Prince Vasili lost his first campaign against Pierre. But that doesn’t discourage the old man. He’s got a young daughter in dire need of a rich man to marry. So there is no time to waste. His first move is to ingratiate himself with the newly wealthy Count Bezukhov. This is easy enough. Pierre, after all, is one of the most marble-headed and muddled-thinking individuals this side of the Volga. For now anyway. So Vasili encounters no resistance whatsoever in establishing himself as Pierre’s trusted confidant and financial advisor. He takes this opportunity to break himself off just a little piece of the Bezukhov pie. But since his real goal is to pimp his daughter out and get her installed as wife with legal title to the Bezukhov estate he restrains his embezzlement just enough.
Then, once he has Pierre’s full confidence, Prince Vasili makes his move. He invites Pierre to an Anna Pavlovna party where his beautiful daughter, Helene, will be waiting. Pierre doesn’t stand a chance. Vasili pushes him towards Helene. Anna Pavlovna does too.
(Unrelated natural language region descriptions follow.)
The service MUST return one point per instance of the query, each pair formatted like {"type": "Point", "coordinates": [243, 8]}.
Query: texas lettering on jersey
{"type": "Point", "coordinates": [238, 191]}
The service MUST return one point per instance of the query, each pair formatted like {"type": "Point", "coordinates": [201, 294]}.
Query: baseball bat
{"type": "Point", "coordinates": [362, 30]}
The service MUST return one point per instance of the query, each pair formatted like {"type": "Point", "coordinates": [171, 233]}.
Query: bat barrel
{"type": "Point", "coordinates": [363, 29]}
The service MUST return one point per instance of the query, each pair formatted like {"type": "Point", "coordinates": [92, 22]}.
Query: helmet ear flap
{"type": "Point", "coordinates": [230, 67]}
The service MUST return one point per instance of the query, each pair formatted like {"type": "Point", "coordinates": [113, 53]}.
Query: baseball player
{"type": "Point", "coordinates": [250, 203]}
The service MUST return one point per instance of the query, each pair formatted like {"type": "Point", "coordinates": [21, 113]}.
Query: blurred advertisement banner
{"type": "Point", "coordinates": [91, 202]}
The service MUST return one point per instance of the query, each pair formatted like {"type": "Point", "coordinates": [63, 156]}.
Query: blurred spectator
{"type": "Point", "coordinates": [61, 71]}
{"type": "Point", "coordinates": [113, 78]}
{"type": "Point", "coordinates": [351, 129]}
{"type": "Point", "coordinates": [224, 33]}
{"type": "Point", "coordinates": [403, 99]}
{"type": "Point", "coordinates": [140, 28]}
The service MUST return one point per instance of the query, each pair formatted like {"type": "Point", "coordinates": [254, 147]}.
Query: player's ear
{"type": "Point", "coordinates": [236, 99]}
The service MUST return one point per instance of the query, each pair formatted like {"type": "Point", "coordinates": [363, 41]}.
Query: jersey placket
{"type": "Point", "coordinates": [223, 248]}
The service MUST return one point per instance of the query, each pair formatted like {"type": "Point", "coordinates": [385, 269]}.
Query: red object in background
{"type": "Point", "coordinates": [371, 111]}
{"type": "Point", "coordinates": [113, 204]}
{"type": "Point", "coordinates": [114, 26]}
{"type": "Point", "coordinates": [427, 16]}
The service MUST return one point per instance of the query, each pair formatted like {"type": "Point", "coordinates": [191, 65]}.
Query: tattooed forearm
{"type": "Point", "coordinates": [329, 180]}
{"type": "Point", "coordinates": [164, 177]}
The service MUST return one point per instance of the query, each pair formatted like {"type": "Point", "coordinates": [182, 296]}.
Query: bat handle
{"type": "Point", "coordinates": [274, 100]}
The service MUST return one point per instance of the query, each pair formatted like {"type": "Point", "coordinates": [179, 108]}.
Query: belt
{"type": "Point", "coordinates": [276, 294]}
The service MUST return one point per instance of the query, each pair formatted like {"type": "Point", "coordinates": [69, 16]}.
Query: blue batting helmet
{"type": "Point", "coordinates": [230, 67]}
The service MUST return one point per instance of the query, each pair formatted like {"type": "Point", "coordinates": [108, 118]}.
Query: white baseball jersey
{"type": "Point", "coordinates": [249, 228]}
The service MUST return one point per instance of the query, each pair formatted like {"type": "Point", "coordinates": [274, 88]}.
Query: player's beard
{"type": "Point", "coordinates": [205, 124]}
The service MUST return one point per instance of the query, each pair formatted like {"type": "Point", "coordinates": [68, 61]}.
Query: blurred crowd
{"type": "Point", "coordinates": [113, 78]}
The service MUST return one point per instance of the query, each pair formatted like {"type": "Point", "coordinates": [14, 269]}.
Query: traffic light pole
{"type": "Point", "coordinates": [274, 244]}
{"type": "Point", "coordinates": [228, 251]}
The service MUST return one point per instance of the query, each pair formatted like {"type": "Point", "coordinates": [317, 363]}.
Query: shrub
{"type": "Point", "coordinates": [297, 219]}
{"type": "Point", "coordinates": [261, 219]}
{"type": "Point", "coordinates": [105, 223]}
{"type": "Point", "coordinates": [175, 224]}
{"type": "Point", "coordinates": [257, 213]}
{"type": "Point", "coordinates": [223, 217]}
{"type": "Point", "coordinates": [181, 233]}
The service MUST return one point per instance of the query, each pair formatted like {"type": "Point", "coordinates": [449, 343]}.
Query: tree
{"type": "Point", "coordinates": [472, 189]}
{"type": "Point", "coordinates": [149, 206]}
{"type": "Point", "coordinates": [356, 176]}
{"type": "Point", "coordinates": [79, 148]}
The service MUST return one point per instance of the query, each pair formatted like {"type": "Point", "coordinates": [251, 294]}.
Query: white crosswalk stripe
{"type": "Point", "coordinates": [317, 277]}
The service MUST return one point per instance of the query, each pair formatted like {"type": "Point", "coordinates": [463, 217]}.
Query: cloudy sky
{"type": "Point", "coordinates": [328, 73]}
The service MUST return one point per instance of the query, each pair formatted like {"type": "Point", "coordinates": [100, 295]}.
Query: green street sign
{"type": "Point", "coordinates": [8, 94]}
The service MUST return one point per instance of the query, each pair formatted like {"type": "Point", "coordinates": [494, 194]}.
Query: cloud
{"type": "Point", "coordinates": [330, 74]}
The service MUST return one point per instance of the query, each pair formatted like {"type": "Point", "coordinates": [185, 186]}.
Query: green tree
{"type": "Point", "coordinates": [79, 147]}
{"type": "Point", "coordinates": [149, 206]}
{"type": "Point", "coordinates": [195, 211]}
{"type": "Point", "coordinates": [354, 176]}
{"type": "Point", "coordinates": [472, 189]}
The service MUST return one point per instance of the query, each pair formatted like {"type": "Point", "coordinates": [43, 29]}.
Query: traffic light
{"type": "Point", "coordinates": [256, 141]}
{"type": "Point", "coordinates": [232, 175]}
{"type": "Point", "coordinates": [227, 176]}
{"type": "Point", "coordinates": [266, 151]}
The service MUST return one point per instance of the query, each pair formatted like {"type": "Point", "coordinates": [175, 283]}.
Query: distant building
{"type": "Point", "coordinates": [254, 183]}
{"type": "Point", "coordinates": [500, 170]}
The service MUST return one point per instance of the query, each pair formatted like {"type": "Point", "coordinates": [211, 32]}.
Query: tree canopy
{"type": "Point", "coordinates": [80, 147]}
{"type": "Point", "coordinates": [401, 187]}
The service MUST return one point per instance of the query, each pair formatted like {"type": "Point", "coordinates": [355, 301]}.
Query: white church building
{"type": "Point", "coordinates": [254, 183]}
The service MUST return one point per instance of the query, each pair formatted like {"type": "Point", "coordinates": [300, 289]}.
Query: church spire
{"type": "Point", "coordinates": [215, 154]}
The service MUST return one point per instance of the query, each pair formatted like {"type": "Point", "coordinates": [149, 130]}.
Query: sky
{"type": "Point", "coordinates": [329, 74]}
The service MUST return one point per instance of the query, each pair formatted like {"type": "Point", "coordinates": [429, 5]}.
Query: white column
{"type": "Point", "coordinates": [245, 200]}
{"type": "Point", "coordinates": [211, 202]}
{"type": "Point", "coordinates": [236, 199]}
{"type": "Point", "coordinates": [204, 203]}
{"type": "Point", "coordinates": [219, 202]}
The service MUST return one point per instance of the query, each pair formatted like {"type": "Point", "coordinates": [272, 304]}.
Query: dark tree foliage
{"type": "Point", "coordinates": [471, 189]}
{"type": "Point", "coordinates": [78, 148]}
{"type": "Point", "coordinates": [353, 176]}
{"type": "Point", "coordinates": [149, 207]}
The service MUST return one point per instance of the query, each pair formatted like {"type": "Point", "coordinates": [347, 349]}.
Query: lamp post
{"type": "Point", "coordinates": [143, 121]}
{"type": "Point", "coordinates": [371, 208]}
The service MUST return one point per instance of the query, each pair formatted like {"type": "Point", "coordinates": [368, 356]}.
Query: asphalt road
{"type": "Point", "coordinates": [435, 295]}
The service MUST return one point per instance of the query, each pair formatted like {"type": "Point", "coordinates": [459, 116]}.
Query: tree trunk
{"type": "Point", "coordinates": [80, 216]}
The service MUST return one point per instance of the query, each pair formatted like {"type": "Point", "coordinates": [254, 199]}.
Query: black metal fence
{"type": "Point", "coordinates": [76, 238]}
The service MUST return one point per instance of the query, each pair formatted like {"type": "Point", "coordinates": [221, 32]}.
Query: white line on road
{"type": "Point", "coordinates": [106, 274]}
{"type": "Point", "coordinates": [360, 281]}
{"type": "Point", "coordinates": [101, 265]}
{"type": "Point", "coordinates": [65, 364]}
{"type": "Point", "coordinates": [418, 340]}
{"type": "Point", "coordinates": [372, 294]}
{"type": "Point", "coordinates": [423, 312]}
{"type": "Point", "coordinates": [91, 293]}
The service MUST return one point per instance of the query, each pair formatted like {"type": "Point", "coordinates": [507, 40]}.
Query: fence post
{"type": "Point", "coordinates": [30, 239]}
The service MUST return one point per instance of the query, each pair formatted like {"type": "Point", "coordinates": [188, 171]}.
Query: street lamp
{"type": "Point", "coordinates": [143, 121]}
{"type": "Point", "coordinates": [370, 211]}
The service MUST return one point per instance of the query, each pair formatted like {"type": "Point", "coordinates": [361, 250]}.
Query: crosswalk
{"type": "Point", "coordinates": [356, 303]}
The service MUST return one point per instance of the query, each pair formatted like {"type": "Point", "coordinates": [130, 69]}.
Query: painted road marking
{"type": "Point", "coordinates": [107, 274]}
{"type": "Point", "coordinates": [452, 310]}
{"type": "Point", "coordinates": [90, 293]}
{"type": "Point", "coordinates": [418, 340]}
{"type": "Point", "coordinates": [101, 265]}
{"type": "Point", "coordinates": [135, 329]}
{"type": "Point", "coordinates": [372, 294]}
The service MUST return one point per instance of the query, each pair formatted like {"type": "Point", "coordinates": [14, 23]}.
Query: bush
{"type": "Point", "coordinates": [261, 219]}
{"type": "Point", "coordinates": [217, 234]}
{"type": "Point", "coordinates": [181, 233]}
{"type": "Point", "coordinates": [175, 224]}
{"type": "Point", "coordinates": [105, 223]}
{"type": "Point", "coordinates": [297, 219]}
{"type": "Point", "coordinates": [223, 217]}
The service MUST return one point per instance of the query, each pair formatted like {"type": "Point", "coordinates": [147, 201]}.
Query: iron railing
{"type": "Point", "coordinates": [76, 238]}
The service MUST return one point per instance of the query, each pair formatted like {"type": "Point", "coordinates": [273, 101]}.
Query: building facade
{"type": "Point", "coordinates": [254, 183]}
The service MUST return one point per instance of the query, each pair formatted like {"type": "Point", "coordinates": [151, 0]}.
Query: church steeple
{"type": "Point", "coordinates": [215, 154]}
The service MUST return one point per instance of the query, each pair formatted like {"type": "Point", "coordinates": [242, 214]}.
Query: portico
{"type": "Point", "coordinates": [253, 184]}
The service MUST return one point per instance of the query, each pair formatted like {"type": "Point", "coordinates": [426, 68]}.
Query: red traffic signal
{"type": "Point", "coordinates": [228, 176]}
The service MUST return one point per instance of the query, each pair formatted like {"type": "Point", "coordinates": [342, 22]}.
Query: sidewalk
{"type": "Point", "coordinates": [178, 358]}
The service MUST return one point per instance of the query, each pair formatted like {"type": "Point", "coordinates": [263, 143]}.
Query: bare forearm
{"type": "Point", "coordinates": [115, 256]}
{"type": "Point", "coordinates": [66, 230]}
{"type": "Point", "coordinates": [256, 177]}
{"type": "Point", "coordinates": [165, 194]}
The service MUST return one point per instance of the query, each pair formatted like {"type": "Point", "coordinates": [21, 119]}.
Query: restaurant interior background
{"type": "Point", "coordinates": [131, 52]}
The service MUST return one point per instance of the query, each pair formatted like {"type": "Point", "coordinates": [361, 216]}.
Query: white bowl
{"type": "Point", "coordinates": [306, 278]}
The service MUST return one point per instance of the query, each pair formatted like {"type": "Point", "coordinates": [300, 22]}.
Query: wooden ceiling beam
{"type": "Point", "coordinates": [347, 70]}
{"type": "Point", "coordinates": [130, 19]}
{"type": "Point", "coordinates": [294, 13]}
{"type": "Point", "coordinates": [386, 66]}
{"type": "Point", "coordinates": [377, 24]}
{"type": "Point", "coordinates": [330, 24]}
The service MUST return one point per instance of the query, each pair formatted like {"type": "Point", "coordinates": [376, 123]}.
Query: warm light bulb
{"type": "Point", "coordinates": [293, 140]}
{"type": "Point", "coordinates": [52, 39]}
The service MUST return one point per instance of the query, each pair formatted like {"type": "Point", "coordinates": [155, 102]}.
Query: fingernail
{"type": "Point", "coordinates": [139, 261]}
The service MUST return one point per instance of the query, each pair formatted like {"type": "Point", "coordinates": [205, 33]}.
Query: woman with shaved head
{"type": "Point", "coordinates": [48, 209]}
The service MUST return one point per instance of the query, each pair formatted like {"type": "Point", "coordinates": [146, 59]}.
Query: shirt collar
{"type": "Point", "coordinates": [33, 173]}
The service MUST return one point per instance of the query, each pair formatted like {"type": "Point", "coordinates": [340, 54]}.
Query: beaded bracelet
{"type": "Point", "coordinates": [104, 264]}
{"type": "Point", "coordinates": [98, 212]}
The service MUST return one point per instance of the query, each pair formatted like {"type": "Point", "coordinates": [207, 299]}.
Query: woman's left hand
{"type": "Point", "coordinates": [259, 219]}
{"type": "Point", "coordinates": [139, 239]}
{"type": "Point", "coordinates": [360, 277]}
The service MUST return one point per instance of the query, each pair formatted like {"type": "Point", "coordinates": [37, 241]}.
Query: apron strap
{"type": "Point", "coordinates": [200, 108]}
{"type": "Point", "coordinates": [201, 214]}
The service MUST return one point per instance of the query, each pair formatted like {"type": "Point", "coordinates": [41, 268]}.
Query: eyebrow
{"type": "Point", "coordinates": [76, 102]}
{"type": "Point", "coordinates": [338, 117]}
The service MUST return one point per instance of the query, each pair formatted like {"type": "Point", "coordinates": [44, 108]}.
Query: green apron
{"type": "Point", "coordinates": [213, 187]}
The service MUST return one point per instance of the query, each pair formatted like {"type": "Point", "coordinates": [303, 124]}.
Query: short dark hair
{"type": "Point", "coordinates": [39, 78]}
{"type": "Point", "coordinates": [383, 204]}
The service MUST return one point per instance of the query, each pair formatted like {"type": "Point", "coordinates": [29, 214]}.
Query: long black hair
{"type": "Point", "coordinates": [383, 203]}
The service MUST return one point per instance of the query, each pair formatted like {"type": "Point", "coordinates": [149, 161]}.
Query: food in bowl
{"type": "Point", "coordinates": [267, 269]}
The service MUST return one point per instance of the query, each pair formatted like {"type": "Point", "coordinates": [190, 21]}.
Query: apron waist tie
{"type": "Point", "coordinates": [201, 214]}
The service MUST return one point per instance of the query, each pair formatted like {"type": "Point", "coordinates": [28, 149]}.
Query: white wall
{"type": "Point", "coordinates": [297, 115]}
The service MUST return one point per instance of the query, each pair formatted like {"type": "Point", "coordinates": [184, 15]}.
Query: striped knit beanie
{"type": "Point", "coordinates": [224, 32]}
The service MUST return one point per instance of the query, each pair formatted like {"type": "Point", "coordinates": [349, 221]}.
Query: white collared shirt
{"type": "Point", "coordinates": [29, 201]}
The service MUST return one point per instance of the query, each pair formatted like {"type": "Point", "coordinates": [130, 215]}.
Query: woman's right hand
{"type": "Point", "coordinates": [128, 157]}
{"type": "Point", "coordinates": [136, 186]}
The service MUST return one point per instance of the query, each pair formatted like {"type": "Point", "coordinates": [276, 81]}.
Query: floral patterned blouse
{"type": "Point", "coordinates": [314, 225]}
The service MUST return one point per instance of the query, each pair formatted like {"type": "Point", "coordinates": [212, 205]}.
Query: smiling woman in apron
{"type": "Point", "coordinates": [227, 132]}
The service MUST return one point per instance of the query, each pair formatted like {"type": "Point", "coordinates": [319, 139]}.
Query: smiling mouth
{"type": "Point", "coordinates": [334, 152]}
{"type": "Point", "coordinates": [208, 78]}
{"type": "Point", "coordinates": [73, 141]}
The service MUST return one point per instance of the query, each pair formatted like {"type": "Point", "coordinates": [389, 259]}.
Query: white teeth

Helene, bosom bared, gets into the game herself, working under the assumption, in a variation on the wisdom of Elizabeth Bennet, that rich and stupid men are the only ones worth marrying.
“Pierre on unexpectedly becoming Count Bezukhov and a rich man, felt himself after his recent loneliness and freedom from cares, so beset and preoccupied that only in bed was he able to be by himself.”
It may be hard for many of us to sympathize with the struggles of a rich man but Tolstoy achieves this amazing feat of unwilling empathy in the character of Pierre Bezukhov. Sure, Pierre is one of the richest men in all of Russia but rich men are human too. In fact, he’s all too human, in true Nietzschean fashion laying out his garden plots of happiness too close to the sorrowful volcanic earths of the world. He yearns for human connection and, at this point in the novel anyway, seeks to access this comfort in the material and carnal delights of his newfound wealth. He suspects, for instance, that Helene is bad for him but, on the other hand, she’s also super hot. In addition, the social respect his money has earned him is flattering. He’s totally buying what Vasili is selling.
But such things are the manacles that restrain us.
We have, as it were, these fetters attached to us, namely the body and its possessions.